THE BULLS AND THE BEARS: HOW THE STOCK EXCHANGE WORKS.

DECEMBER 1967 JOHN HURD '21
Books
THE BULLS AND THE BEARS: HOW THE STOCK EXCHANGE WORKS.
DECEMBER 1967 JOHN HURD '21

By Adrian A. Paradis '34. New York: Hawthorn Books, Inc., 1967. 94 pp. $3.50.

Instant Cleaner is better than any soap to clean greasy hands. It could be worth a million. But the inventer, George Bennett, has only $2000 and needs $10,000 to get started. A friendly banker, Mr. Taylor, helps him form a company, sell stock, and raise the necessary cash.

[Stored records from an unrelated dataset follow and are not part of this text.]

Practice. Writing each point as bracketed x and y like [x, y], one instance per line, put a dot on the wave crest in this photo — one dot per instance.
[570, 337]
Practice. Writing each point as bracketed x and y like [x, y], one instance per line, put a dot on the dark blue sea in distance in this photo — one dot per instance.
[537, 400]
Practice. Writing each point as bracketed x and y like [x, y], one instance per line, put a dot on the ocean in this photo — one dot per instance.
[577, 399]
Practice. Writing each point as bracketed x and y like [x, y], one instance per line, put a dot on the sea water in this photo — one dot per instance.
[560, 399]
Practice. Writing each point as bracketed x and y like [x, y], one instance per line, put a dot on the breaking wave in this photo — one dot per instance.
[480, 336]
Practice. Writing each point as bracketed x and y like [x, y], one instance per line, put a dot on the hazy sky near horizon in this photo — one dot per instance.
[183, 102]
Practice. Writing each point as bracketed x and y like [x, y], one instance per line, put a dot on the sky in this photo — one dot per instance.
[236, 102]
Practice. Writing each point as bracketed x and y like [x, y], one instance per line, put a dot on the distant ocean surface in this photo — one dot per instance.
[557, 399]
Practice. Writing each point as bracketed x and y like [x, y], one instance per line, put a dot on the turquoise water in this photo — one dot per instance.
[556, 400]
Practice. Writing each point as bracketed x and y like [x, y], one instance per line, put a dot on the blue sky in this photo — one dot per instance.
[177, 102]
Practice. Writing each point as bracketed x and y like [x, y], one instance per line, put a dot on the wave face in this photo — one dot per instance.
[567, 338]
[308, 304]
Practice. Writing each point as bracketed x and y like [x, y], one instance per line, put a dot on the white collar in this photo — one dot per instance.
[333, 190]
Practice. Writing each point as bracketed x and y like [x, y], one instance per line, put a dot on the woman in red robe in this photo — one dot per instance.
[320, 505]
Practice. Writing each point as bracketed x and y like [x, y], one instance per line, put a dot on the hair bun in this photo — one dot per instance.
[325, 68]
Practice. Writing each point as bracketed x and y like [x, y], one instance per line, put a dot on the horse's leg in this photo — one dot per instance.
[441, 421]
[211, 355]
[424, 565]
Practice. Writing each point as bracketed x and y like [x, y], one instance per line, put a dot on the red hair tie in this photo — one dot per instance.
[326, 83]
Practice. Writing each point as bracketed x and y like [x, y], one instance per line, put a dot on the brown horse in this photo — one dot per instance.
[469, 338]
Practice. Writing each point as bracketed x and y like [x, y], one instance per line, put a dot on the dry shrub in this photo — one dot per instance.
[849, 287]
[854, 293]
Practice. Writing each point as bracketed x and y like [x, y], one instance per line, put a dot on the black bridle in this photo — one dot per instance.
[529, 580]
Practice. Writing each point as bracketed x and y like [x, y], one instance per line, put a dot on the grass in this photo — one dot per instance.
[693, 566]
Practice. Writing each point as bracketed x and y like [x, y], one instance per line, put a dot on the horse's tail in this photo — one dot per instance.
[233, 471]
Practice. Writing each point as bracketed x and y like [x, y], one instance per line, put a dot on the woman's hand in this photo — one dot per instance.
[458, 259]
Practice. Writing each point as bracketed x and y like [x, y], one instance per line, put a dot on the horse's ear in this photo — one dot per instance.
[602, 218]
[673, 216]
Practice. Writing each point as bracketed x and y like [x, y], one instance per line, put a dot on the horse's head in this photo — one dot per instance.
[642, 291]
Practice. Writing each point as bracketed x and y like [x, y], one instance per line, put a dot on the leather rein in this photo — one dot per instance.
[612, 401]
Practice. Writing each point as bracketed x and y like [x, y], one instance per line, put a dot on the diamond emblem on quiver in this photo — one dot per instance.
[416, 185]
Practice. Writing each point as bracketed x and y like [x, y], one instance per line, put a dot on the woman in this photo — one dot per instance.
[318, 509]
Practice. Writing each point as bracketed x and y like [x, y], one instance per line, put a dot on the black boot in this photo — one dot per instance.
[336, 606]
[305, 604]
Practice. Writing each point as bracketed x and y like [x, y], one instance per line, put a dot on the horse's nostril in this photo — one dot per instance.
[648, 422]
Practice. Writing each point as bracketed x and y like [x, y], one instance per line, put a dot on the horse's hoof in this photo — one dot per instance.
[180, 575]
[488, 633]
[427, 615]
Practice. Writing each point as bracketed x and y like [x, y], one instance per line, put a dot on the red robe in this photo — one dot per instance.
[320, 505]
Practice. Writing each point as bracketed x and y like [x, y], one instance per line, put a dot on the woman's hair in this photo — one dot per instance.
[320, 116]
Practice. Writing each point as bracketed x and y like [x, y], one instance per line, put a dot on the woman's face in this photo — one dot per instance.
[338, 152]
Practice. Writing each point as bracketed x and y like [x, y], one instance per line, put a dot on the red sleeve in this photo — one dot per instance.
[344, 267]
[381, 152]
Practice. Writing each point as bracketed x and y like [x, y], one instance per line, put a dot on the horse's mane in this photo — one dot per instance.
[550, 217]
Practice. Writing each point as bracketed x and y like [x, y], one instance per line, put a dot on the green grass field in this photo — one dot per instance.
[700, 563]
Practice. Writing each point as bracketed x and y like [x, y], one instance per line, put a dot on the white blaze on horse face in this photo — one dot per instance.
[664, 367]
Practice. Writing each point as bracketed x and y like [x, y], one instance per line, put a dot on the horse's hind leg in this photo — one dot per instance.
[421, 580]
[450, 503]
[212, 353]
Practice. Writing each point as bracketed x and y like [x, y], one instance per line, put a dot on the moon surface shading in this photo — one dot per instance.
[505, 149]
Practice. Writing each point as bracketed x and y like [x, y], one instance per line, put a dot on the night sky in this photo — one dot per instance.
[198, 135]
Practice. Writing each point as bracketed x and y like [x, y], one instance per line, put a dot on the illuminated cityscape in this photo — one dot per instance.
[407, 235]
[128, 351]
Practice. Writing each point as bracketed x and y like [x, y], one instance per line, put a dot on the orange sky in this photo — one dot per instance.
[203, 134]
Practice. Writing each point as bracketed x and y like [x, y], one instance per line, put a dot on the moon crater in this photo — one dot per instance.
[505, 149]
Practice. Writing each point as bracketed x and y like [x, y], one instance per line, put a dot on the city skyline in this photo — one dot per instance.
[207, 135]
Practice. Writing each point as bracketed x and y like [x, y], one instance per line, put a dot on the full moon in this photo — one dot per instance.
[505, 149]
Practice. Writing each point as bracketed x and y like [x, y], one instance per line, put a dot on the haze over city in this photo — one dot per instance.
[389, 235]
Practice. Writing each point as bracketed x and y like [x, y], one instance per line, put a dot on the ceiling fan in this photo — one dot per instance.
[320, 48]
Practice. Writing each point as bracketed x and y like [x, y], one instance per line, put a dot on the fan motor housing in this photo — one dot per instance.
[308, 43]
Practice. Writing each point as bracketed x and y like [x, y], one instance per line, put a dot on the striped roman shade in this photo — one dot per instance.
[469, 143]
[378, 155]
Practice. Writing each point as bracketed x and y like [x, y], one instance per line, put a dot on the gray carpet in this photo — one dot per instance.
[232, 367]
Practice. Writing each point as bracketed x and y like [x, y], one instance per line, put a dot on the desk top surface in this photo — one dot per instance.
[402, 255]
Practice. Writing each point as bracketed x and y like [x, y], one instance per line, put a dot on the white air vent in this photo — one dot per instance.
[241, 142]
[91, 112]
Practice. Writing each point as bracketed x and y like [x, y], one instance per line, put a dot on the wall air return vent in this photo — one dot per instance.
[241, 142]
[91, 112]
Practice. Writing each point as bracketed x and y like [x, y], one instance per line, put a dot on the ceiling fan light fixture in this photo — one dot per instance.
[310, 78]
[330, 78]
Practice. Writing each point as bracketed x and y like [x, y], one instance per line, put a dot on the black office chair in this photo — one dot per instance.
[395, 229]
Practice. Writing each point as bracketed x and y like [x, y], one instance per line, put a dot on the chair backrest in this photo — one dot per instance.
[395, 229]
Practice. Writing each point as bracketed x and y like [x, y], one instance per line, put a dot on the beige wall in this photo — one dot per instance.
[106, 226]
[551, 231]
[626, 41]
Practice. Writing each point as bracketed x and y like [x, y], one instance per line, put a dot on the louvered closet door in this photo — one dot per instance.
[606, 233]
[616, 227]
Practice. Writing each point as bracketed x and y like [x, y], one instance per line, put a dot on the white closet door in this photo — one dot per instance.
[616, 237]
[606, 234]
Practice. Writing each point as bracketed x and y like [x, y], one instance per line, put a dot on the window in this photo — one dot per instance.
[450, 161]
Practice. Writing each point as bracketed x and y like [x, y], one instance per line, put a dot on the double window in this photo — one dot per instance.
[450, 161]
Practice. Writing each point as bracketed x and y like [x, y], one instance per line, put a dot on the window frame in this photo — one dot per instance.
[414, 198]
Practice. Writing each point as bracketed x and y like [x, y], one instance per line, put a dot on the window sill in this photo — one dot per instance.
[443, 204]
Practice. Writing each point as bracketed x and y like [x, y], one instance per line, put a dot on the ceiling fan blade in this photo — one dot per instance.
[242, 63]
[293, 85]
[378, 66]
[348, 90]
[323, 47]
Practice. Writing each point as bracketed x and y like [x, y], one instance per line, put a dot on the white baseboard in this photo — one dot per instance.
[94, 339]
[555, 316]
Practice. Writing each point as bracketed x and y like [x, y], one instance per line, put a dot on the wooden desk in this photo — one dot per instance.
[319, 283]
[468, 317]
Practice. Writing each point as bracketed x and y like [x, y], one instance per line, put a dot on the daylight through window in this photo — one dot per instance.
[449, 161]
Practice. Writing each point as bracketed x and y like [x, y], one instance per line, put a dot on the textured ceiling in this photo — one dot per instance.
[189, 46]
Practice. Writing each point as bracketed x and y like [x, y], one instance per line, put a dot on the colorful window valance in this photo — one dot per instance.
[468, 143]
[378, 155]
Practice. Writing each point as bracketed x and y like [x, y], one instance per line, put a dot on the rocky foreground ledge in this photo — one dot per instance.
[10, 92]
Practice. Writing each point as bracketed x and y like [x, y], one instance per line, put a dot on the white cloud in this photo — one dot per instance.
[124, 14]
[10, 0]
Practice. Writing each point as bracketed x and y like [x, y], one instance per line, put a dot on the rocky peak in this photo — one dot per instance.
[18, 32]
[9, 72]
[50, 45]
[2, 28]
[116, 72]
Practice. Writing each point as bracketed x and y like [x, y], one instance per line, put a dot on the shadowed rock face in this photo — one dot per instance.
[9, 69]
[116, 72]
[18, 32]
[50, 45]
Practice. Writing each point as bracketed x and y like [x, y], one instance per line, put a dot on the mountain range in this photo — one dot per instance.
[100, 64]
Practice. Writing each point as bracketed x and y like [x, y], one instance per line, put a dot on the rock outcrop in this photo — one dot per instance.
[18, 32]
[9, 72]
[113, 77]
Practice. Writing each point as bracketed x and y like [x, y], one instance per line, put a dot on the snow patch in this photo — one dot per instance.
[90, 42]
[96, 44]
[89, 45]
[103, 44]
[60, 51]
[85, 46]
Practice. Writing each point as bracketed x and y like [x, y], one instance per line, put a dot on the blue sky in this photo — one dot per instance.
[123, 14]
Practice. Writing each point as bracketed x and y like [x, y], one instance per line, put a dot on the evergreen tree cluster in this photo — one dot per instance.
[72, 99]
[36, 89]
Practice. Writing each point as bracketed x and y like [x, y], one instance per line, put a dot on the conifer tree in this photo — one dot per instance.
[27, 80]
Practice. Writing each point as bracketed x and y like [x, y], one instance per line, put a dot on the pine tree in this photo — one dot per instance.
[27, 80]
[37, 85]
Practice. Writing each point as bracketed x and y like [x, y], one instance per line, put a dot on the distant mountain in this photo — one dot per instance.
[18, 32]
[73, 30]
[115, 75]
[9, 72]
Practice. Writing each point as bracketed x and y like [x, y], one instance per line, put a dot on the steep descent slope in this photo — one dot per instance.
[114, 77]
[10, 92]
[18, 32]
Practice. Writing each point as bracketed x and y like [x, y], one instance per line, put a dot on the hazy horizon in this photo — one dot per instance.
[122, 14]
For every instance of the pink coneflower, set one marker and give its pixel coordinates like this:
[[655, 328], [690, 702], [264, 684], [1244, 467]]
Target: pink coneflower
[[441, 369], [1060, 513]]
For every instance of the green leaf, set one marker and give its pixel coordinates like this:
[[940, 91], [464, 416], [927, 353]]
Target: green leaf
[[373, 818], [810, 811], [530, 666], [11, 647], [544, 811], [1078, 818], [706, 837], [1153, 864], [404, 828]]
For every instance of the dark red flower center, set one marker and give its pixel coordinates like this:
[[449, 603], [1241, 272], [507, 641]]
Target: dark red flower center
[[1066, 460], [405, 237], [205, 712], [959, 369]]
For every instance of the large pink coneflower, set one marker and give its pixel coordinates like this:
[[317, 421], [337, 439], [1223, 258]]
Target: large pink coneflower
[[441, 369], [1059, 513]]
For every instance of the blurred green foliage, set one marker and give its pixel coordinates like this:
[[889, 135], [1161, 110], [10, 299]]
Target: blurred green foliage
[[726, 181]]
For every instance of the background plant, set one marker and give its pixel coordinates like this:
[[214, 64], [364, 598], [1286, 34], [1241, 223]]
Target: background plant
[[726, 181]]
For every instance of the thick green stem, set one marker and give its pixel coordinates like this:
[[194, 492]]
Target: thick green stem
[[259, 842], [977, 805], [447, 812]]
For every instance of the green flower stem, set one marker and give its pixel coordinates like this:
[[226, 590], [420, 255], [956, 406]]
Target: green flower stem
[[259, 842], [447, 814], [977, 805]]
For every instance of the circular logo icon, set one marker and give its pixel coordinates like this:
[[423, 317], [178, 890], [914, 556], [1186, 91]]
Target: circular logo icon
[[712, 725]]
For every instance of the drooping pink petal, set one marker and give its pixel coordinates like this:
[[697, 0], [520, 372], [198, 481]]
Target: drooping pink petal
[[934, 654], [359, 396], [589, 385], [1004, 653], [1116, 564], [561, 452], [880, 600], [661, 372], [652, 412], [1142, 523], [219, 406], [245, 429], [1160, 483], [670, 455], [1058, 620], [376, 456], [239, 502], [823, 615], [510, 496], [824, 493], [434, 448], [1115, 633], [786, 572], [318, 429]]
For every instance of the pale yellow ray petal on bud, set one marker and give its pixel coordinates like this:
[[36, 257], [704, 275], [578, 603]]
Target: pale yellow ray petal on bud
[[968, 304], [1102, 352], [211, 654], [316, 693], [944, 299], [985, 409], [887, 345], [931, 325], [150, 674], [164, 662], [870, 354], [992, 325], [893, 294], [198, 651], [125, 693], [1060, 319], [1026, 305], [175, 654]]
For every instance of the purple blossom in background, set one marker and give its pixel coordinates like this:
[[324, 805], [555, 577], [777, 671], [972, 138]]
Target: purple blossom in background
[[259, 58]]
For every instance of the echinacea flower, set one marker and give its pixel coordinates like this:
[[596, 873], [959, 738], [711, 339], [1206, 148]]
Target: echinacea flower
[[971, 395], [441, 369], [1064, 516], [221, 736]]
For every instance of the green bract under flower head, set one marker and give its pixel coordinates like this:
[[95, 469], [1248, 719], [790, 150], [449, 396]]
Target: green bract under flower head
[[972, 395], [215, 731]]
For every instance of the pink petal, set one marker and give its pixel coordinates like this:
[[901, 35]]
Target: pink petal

This expositional book about the New York Stock Market reads like a short novel. Mr. Paradis cleverly dramatizes the financial difficulties of the naive inventer who must learn about the formation of a corporation, the establishment of a charter, the appointment of directors, expansion into a large factory, and increased sales in supermarkets and department stores.

The inventer must "go public." He spruces himself up, flies with the knowledgeable Mr. Taylor to New York and Wall Street; gets introduced to an investment banker; learns about underwriting and trading; arranges for $300,700 in capital; and is informed about the Registration Statement and the SEC (Security and Exchange Commission in Washington).

Mr. Paradis' fundamental desire is not to enable a reader to make a fast buck but to explain what Wall Street encompasses, how the New York Stock Exchange operates as it trades daily millions of shares of stock, and what the 2200 brokers, officials, and clerks are doing in the apparent chaos of the trading floor, the size of a football field and five stories high.

You are instructed how to read a stock market report and how to invest money in stocks, how the big board is composed and works, and how to read the teleregister board (sample: AMR 2s70½ GM 60 X 1000s 50¼). Other chapters put you straight about the American Stock Exchange and Over the Counter, 100-share lots and odd lots, and a great many other things. Lest you go astray because of technical terms, the book has a glossary.

The New York Stock Exchange need no longer be the mystery some think it. If you are unable to join the 500,000 yearly spectators in the New York Stock Exchange gallery, the guided Paradis tour may be the next best thing. Perhaps even better. Chaos becomes order.

Mr. Hurd is saving money in the hope ofbuying one share of IBM.